Nomination Committee
The main task of the Nomination Committee is to propose candidates for election to the Board of Directors, including the chairman. The Nomination Committee must take into consideration the various rules on independence of the Board in relation to the Company, its senior management and major shareholders, in accordance with the requirements of the Corporate governance codes.
Meetings and Reports:
The Committee will hold regular meetings at least two times each year generally in conjunction with regularly scheduled meetings of the Board of Directors, and such special meetings as the Chair of the Committee or the Chairman of the Board may direct. The Committee will maintain written minutes of its meetings, which minutes will be filed with the minutes of the meetings of the Board of Directors. At each regularly scheduled meeting of the Board of Directors, the Chair of the Committee shall provide the Board of Directors with a report of the Committee’s activities and proceedings.

The main responsibilites and duties of the nomination committee are :
  • Formulating, recommending to the Board and overseeing the implementation and administration of the Company's corporate governance structure and framework.
  • Review regularly the structure, size of the board and make recommendation to the board.
  • Give full consideration to succession planning for directors.
  • Reviewing the Company’s Corporate Governance Principles at least annually and recommending changes, as necessary, to the Board.
  • Periodically administering and reviewing with the Board an evaluation of the processes and performance of the Board in order to identify areas of concern or potential issues relating to Board and performance effectiveness also to assess and evaluate the overall effectiveness of individual directors.

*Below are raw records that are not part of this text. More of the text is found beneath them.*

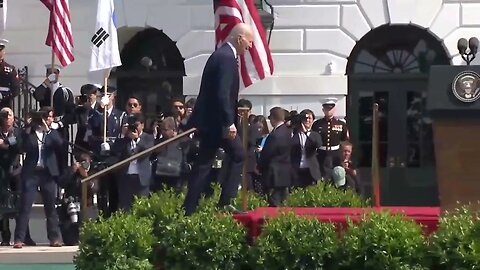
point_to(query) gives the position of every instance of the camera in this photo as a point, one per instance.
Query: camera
(219, 157)
(3, 115)
(132, 123)
(85, 164)
(72, 208)
(37, 117)
(82, 99)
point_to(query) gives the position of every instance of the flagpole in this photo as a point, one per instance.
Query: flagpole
(105, 83)
(51, 72)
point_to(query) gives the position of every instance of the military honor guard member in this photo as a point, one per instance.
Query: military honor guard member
(333, 131)
(9, 81)
(63, 106)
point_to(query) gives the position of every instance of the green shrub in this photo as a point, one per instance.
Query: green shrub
(120, 242)
(324, 195)
(206, 241)
(164, 208)
(209, 205)
(292, 242)
(456, 244)
(383, 241)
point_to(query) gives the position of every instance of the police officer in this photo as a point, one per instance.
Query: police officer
(63, 106)
(333, 131)
(9, 81)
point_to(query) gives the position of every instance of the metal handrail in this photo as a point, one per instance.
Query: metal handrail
(137, 156)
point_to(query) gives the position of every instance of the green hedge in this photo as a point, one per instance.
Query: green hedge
(292, 242)
(383, 241)
(206, 241)
(157, 235)
(456, 245)
(121, 242)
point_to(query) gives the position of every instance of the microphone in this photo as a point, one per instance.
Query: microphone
(462, 45)
(473, 45)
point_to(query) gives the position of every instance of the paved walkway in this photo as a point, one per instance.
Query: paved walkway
(37, 255)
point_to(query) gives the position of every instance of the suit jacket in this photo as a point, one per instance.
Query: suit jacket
(275, 159)
(8, 156)
(82, 118)
(312, 143)
(53, 142)
(122, 149)
(113, 123)
(216, 107)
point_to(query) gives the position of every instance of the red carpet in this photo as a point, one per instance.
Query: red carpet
(253, 220)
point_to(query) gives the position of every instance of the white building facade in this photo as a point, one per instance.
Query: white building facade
(310, 43)
(360, 51)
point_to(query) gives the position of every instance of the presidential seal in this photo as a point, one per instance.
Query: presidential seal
(466, 86)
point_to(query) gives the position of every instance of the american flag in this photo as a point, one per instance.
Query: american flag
(257, 63)
(60, 30)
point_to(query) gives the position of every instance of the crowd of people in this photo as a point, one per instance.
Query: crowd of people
(285, 150)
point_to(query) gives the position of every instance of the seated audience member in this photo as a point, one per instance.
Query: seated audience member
(344, 161)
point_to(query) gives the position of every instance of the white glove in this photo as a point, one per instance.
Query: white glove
(54, 125)
(52, 77)
(105, 101)
(105, 147)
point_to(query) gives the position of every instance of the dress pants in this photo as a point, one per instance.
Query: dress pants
(325, 159)
(48, 190)
(202, 167)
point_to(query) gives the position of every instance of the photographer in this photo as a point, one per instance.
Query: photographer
(304, 149)
(170, 163)
(133, 180)
(10, 149)
(69, 210)
(40, 169)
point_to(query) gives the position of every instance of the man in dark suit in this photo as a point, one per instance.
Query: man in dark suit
(86, 107)
(40, 169)
(108, 194)
(133, 180)
(275, 159)
(304, 150)
(215, 118)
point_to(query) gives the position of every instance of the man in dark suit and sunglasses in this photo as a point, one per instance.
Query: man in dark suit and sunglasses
(215, 118)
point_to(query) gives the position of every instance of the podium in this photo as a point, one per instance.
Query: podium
(453, 103)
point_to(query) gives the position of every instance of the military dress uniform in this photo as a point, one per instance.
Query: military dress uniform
(9, 81)
(333, 131)
(63, 110)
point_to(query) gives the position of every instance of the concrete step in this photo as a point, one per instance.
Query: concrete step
(38, 255)
(38, 228)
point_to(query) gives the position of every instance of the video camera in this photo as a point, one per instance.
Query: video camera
(37, 117)
(297, 119)
(132, 123)
(3, 115)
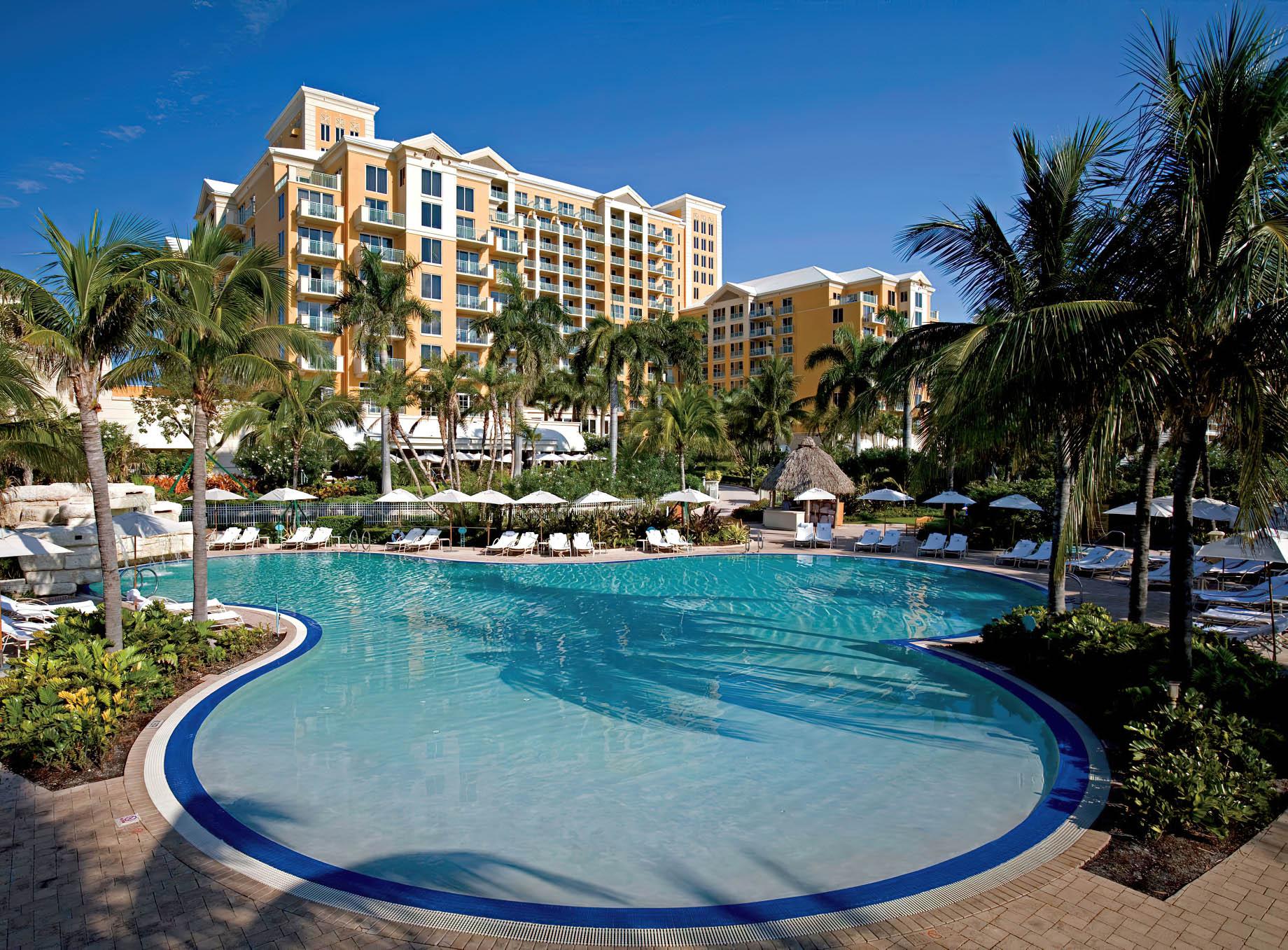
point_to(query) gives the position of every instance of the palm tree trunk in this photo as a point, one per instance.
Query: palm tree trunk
(200, 578)
(1193, 438)
(98, 486)
(1063, 496)
(612, 424)
(1139, 592)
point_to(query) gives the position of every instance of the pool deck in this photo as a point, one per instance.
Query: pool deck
(74, 877)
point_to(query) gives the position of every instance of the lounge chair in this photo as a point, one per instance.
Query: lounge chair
(1038, 558)
(823, 533)
(228, 537)
(674, 540)
(1015, 554)
(403, 541)
(1108, 566)
(524, 545)
(501, 543)
(869, 543)
(890, 541)
(933, 546)
(656, 543)
(300, 536)
(249, 538)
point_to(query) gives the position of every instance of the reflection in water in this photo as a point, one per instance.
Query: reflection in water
(647, 734)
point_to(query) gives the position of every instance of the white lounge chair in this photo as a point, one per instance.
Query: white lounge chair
(823, 533)
(300, 536)
(656, 543)
(890, 541)
(1015, 554)
(933, 546)
(1038, 558)
(527, 543)
(403, 541)
(501, 543)
(228, 537)
(869, 541)
(249, 538)
(674, 540)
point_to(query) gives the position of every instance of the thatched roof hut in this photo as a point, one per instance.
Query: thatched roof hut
(808, 466)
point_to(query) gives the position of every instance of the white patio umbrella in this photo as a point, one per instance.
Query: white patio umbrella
(491, 497)
(1269, 546)
(687, 496)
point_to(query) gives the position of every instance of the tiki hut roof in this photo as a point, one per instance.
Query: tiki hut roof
(808, 466)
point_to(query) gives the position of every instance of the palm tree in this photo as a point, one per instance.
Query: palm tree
(90, 308)
(1047, 342)
(297, 411)
(377, 305)
(615, 348)
(688, 417)
(214, 345)
(1208, 176)
(849, 382)
(526, 333)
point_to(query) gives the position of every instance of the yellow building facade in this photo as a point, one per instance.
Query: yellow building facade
(326, 187)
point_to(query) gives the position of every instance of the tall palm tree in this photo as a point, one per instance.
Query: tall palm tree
(295, 411)
(378, 307)
(688, 417)
(615, 348)
(850, 377)
(526, 333)
(1208, 176)
(1046, 345)
(213, 345)
(88, 309)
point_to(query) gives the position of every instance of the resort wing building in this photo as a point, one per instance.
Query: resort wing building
(328, 187)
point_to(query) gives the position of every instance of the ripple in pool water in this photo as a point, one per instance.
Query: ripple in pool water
(668, 733)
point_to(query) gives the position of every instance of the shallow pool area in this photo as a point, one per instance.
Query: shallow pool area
(603, 744)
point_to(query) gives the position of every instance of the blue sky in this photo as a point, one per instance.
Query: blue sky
(823, 127)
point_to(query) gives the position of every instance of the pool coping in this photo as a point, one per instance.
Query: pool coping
(146, 773)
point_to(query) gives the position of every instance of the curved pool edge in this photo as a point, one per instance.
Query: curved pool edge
(178, 799)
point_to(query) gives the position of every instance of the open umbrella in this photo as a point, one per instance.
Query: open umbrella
(491, 497)
(1269, 546)
(599, 500)
(687, 496)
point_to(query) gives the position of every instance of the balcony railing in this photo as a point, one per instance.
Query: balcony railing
(317, 209)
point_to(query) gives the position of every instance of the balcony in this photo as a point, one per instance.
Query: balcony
(318, 181)
(321, 249)
(318, 287)
(320, 210)
(380, 218)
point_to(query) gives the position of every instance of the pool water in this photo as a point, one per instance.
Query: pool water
(670, 733)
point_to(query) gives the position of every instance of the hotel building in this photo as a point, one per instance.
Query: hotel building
(328, 187)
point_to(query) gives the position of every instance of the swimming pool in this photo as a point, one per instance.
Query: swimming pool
(688, 742)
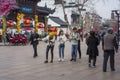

  • Make recommendations to the board concerning the standing for re-appointment of directors.
  • To reduce domination in executive selection by the CEO/Chairman.
In carrying out such responsibilities, the Committee shall have the power and authority to retain such consultants, outside counsel and other advisors as the Committee may deem appropriate and shall have the sole authority to approve the fees and other terms of engagement.

Risk Committee
Sadgrove suggests the following functions for the risk committee:
  • Develop risk awareness among staff
  • Ensure compliance with risk policies
  • Control risk in their own department
  • Review audit findings and implement controls
  • Make risk related recommendation to the board.
The main responsibilities and duties of the risk committees are:
  • Advice the full board on risk management
  • Emphasise and demostrates benefit of a risk-based approach to internal control
  • The Committee will review the work performed by the internal auditors and provide comments on that work to the Audit Committee, as appropriate
  • The Committee will review the risk management procedures of the Group and report to the Audit Committee of the Board on the results of their review
  • Review the system of internal control under the 5 headings :- - Control environment, Risk assessment, infromation system, Control procedure, Monitoring.
  • Providing disclosure on the internal controls in the annual reports and accounts
  • The Committee shall recommend to the Audit Committee of the Board the overall risk management strategy of the Group (including the criteria to assess risk) and oversee the implementation and effective operation of that strategy, its policies and procedures.
  • If appropriate, review credit risk, liquidity risk and operational risk exposures with regard to full board risk appetite.